Agacé par la carence de pinceaux et de peinture sur place, le jeune homme est contraint de se plier à la réalité, c’est ainsi qu’il commence à s’interroger sur la pratique de son travail et sur lui-même. Il brode ses toiles à partir d’une aiguille et d’un fil noir sur un linceul blanc. « Je cherche surtout à transformer la démarche de la création académique avec leurs mediums (peintures à huile, acrylique, etc) qui sont des produits toxiques pour l’environnement. L’utilisation de papier recyclé ou des journaux me permet de participer à un comportement écologique responsable avec l’environnement », déclare le peintre qui se réclame citoyen actif de la protection de la nature.

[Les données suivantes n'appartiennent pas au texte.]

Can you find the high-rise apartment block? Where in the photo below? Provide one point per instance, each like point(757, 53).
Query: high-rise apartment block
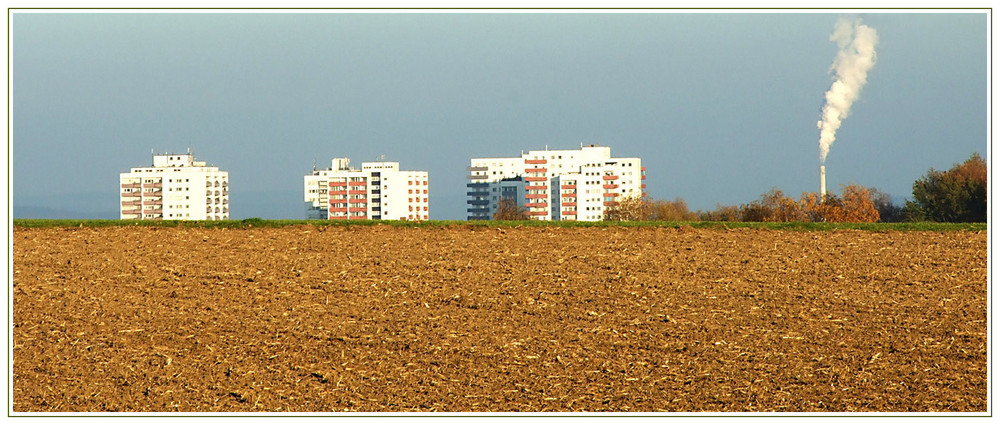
point(176, 187)
point(575, 184)
point(378, 191)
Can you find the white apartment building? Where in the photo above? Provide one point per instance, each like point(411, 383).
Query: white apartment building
point(378, 191)
point(176, 187)
point(576, 184)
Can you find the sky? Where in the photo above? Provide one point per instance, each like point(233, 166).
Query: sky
point(721, 107)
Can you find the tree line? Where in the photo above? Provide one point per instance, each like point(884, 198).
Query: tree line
point(955, 195)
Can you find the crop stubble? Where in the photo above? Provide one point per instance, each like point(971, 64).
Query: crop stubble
point(388, 319)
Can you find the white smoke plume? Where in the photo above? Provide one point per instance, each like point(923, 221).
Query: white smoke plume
point(856, 56)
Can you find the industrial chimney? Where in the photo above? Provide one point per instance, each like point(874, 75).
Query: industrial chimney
point(822, 182)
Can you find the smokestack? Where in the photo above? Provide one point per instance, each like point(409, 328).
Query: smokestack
point(822, 182)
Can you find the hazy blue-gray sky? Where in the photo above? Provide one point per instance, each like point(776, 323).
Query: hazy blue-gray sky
point(721, 107)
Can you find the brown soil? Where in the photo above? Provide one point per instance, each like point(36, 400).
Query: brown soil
point(463, 319)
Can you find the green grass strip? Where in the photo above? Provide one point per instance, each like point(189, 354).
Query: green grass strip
point(262, 223)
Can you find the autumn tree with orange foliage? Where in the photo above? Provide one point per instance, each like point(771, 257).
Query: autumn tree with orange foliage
point(633, 208)
point(854, 206)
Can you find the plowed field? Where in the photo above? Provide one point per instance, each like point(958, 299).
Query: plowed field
point(481, 319)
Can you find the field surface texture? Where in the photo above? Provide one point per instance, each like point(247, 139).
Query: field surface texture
point(487, 319)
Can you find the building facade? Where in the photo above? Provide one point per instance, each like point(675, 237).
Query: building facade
point(175, 187)
point(378, 191)
point(577, 184)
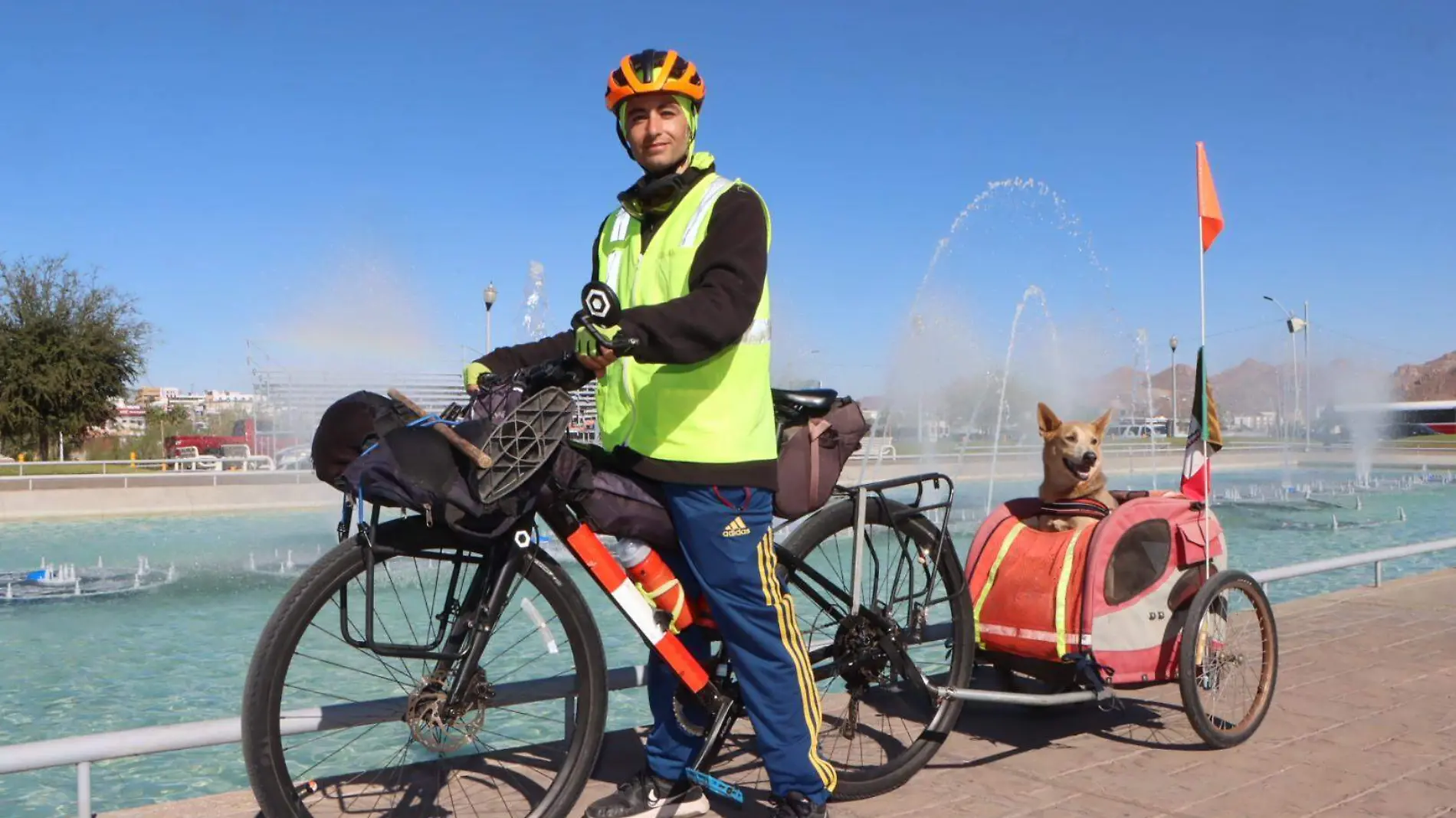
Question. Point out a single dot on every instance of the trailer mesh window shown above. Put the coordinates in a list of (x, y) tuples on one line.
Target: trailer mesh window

« J’écris des textes à l’envers, en plusieurs langues parfois, je donne un caractère numérique en intégrant des chiffres sur mon support. Je souhaite également laisser le spectateur découvrir seul certains éléments de mes toiles en laissant quelques fenêtres recouvertes derrières lesquelles on découvre différentes formes de figurines », a fait savoir l’artiste qui nous invite subséquemment à entrer dans son univers tout en nous exhortant à méditer sur notre existence.